Né à Buenos Aires de parents peintre et architecte d’églises, León Ferrari a vécu en Italie (1952-1955) où il a commencé sa pratique artistique avec des céramiques, qui ont été remarquées et soutenues par Lucio Fontana. Sa Femme inquiète (1961) – sorte d’Ève rectangulaire au corps éventré – s’inspire de l’abstraction milanaise alors en vogue. C’est à Milan qu’il composera ses premières sculptures en fil de fer soudé.
En 1955, il rentre à Buenos Aires. Ingénieur de formation, il reprend ce travail qui lui permet d’effectuer des recherches sur les couleurs pour la céramique et les composés chimiques utilisés dans la métallurgie.
Cette même année, un coup d’État militaire de la Révolution Libératrice évince Juan Domingo Perón du pouvoir et instaure une dictature militaire qui dure jusqu’en 1958.
Ferrari commence ses Lettres à un général (1963) composées de lettres déformées qui oscillent entre tableau abstrait et calligraphie. Certains mots sont reconnaissables, d’autres non. L’ensemble témoigne de l’oppression dictatoriale sur les civils.
1965 est une date clé dans la carrière de l’artiste. Il expose un bombardier américain faisant figure de croix sur lequel est cloué un Christ en bois (La civilisation occidentale et chrétienne). L’oeuvre, pour laquelle il recevra le Lion d’Or de la Biennale de Venise de 2007, est censurée. À partir de là, Ferrari se consacre à une pratique artistique politique.
Il participe à de nombreuses manifestations : hommage au Viêt-nam, au Che Guevara ; soutien aux travailleurs de l’industrie sucrière, au président chilien Salvador Allende ; opposition à la corruption du régime, à la venue de l’industriel et politicien américain Nelson Rockefeller, etc.
La dictature militaire étant soutenue par le pouvoir religieux, Ferrari devient un anticlérical farouche. Les oeuvres de cette période associent des collages mêlant représentations chrétiennes et emblèmes nazis. Dix ans plus tard, il ira jusqu’à faire déféquer des canaris sur une représentation du Jugement dernier de Michel-Ange et demander au Pape Jean-Paul II d’annuler les concepts de Jugement dernier et d’Enfer.
« […] Ce Jugement, donc, chanté, peint, sculpté, gravé, adoré et diffusé par les grands génies de l’Occident, est une synthèse et une encyclopédie inépuisable de la douleur que la justice chrétienne administre. C’est sur cette idée, qui a fécondé et nourrit notre culture, que les canaris ont servis à exprimer une opinion », avait déclaré l’artiste (1994).

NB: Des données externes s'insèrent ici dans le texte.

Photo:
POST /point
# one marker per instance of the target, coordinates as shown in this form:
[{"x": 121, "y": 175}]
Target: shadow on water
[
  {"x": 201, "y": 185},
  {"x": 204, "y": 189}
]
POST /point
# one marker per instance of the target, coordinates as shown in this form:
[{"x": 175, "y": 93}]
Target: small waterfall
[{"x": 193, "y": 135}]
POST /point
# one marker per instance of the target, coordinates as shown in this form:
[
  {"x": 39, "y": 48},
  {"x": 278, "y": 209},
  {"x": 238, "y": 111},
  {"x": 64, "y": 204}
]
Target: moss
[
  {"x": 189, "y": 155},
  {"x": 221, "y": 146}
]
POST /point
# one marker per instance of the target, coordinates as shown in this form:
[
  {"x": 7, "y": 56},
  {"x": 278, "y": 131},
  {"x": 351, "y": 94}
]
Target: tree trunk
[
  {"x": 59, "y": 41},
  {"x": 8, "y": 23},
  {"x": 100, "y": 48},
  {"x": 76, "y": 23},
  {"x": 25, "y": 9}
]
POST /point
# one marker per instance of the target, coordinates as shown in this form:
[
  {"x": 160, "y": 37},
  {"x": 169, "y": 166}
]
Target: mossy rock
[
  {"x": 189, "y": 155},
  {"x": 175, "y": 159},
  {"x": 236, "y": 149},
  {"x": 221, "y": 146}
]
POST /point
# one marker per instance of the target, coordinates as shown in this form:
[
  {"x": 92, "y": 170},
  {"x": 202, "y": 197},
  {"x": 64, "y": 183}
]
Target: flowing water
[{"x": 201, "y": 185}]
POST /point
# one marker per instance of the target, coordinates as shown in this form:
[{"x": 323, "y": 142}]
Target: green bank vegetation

Le titre de l’exposition se réfère à cette prise de position, selon laquelle, « l’art en Occident – sous prétexte du beau – banalise la violence », explique Nicolas Liucci-Goutnikov, commissaire de l’exposition. Alors que pour Ferrari, « L’art n’est ni beauté, ni nouveauté, mais efficacité et désordre. »
En 1976, la nouvelle dictature dirigée par le général Jorge Rafael Videla est responsable de la mort de 30 000 personnes, dont son propre fils, resté à Buenos Aires, tandis que lui-même a fui à Sao Paulo (Brésil).
Il débute la lithographie avec une série intitulée Heliographies (1980/81), qui illustre la folie du mode de vie urbain : échangeurs routiers ou spirales font tourner de petits personnages identiques en bourrique.
L’ensemble du parcours révèle une oeuvre engagée, provocatrice, décapante. À découvrir !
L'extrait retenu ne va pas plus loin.